We still have very smart people who sometimes read the postings on the forums but chose not to participate for various reasons. Could it be that over time they have seen that their words are not read and processed and have chosen to save the energy by not participating? Sometimes I feel that way and here is why. I have a hiking group at Meetup.com where we take hikers out into nature on weekends. I have noticed that instead of reading the description of the hikes, members will just post a comment asking questions that are already answered in the hike description. What time does it start, how long is the hike, what is the pace, when will we finish, etc etc...
This points to a general apathy toward reading and understanding which I think is at the crux of the matter. Why read two paragraphs when you can just ask a specific question and get a one or two word answer? The answer is simply that technology and connectivity have made us lazy.

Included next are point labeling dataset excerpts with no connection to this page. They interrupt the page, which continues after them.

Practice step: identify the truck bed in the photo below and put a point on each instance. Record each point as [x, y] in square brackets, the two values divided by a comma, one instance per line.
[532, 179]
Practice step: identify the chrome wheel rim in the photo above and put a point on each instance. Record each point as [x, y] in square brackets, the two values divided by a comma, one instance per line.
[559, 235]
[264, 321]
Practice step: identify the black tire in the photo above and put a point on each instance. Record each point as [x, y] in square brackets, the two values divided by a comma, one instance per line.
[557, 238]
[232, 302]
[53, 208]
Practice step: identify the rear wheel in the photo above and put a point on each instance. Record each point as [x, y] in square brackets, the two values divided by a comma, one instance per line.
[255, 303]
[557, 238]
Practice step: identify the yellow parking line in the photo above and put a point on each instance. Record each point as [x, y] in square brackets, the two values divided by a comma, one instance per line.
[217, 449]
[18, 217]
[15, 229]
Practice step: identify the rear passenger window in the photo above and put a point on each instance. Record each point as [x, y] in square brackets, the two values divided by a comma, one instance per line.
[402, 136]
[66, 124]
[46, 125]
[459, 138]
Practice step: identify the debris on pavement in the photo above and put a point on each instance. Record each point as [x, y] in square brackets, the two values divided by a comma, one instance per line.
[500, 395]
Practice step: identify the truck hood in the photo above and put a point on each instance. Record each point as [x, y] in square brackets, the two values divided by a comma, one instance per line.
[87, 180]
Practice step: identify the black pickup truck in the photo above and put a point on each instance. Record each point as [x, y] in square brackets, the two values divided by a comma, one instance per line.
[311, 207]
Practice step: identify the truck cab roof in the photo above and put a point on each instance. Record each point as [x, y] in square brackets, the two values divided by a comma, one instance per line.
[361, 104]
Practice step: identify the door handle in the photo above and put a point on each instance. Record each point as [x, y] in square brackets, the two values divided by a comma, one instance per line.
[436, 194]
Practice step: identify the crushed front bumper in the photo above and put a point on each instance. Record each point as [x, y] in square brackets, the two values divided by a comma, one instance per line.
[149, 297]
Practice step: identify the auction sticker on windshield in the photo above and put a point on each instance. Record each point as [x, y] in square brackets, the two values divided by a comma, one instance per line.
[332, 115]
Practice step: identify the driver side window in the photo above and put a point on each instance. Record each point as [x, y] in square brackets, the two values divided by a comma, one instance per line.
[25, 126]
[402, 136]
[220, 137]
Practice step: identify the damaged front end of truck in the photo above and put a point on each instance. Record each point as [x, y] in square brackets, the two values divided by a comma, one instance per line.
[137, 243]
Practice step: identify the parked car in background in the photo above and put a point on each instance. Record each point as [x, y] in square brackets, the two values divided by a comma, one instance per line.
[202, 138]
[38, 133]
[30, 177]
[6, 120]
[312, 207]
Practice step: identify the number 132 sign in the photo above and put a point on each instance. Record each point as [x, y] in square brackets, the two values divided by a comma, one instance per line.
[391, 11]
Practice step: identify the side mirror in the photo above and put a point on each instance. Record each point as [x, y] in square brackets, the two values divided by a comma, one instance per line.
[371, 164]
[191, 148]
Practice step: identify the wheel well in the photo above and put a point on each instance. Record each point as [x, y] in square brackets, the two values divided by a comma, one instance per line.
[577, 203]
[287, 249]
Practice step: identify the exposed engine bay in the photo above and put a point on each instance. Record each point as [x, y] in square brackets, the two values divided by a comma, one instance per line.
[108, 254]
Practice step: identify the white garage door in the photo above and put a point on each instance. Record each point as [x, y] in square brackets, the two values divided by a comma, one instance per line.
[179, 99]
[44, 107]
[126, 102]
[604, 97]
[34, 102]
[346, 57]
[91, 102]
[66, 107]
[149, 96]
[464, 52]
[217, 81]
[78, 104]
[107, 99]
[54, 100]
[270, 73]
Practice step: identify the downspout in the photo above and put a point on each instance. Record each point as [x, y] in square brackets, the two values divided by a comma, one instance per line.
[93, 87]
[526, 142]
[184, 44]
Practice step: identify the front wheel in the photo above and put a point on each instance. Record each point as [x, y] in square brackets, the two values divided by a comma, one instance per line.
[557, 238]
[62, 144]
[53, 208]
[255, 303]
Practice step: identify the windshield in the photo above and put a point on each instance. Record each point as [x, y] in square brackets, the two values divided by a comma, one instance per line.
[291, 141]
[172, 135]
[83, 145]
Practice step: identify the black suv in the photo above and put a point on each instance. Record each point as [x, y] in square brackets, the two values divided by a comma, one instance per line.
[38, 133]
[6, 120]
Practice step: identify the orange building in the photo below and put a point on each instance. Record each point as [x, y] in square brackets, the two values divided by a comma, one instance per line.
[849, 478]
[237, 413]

They have relegated most of us to living for the little blips of "life" that crosses the screens of our little shiny mobile devices.... so on to dogs.
Contactcombat wrote: ...And quality over fast shallow content will prevail. I dont consider myself an expert on anything other then krav, but i will chip in my two cents on this forum if i get the chance to contribute.

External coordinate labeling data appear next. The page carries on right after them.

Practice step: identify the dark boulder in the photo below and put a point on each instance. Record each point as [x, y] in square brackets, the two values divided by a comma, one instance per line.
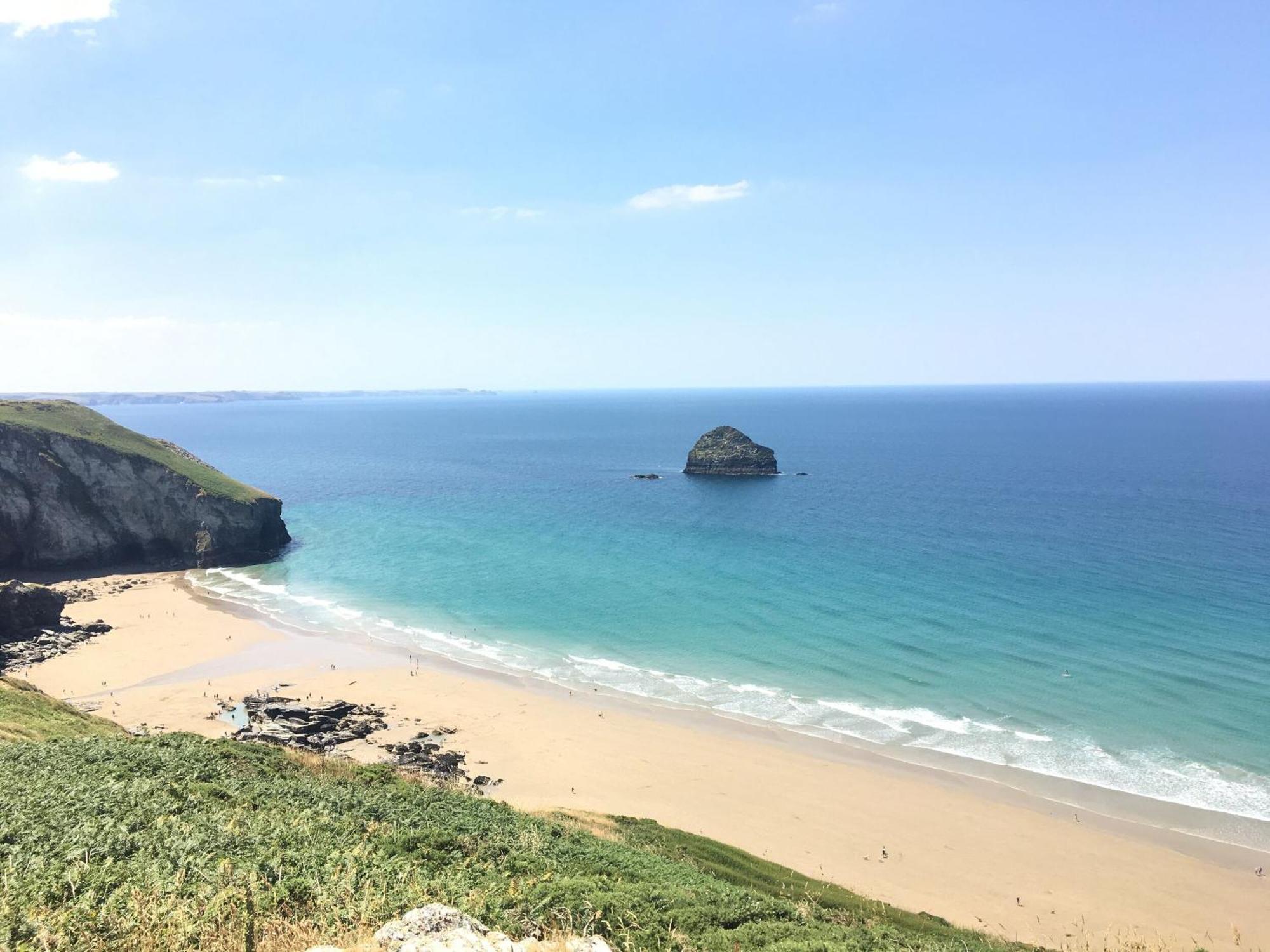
[726, 451]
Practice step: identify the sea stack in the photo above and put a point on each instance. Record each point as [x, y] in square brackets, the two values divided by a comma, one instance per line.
[726, 451]
[79, 491]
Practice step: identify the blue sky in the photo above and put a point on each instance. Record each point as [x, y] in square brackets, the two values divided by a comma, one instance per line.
[307, 194]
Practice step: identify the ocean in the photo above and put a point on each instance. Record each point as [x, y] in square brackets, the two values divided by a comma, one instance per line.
[1069, 581]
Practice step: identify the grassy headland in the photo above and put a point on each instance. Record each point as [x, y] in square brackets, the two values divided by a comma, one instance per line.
[177, 842]
[70, 420]
[29, 714]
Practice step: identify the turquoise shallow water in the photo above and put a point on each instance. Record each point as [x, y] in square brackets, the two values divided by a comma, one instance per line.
[952, 554]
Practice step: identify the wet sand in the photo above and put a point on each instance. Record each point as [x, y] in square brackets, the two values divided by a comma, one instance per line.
[973, 851]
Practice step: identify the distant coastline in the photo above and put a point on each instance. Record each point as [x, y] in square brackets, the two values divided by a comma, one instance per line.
[110, 398]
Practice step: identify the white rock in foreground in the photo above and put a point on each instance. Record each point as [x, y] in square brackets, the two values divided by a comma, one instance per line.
[439, 929]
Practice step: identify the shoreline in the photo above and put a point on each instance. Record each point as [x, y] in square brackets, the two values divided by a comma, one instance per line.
[1169, 817]
[959, 846]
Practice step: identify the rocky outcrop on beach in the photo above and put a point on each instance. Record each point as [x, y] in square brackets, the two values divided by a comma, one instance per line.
[726, 451]
[440, 929]
[78, 491]
[32, 626]
[424, 755]
[318, 727]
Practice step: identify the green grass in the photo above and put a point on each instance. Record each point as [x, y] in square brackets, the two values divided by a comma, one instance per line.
[177, 842]
[27, 714]
[70, 420]
[742, 869]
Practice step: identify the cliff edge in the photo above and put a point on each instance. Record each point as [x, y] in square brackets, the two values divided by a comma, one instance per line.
[78, 491]
[726, 451]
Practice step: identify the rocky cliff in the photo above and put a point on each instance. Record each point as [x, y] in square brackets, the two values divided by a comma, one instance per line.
[78, 491]
[726, 451]
[27, 610]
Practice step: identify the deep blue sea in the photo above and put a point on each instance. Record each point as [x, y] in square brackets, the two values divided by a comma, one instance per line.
[951, 555]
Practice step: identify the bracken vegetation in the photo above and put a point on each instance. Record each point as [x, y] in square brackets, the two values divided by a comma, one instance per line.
[178, 842]
[70, 420]
[27, 714]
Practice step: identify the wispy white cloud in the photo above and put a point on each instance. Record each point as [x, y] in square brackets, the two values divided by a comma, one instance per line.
[239, 181]
[70, 168]
[501, 211]
[688, 196]
[820, 13]
[27, 16]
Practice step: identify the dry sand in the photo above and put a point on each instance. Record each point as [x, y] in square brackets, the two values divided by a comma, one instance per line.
[959, 847]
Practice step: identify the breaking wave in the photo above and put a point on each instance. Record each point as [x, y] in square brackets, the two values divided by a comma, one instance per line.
[1158, 775]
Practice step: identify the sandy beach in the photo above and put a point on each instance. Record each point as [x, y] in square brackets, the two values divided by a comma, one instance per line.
[968, 850]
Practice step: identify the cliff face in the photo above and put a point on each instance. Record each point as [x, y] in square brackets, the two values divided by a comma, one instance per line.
[726, 451]
[116, 498]
[26, 610]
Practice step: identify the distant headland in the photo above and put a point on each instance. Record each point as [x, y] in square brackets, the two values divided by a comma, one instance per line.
[107, 398]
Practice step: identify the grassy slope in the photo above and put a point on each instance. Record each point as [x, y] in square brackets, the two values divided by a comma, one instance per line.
[177, 842]
[742, 869]
[76, 421]
[27, 714]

Edward Mayhew in 1854 made the following observation: Dogs are intelligent and honorable creatures, and no man will have reason to regret who teaches himself to trust in their better qualities.
If we agree that dogs are intelligent and honorable creature how can we not invest the time and effort needed to discuss, learn, and share our knowledge about them? I have found that dogs pay more attention to us than we do to them every day. They know when we have a good day and a bad day, when we are ill, happy, or angry and they always want to be with us regardless of how we feel.
Since 1998 we have raised 7 Caucasian Ovcharkas and one thing that is obvious from that experience is that though they are from the same breed they are very different individual dogs. Each is individually unique in temperament, behavior, and expression. Here is the learning that took place from this experience - Individual dogs do not make a breed, nor does a breed dictate the specific behavior of an individual dog.
Let us have some fun with this one.. do you agree or disagree with the above statement?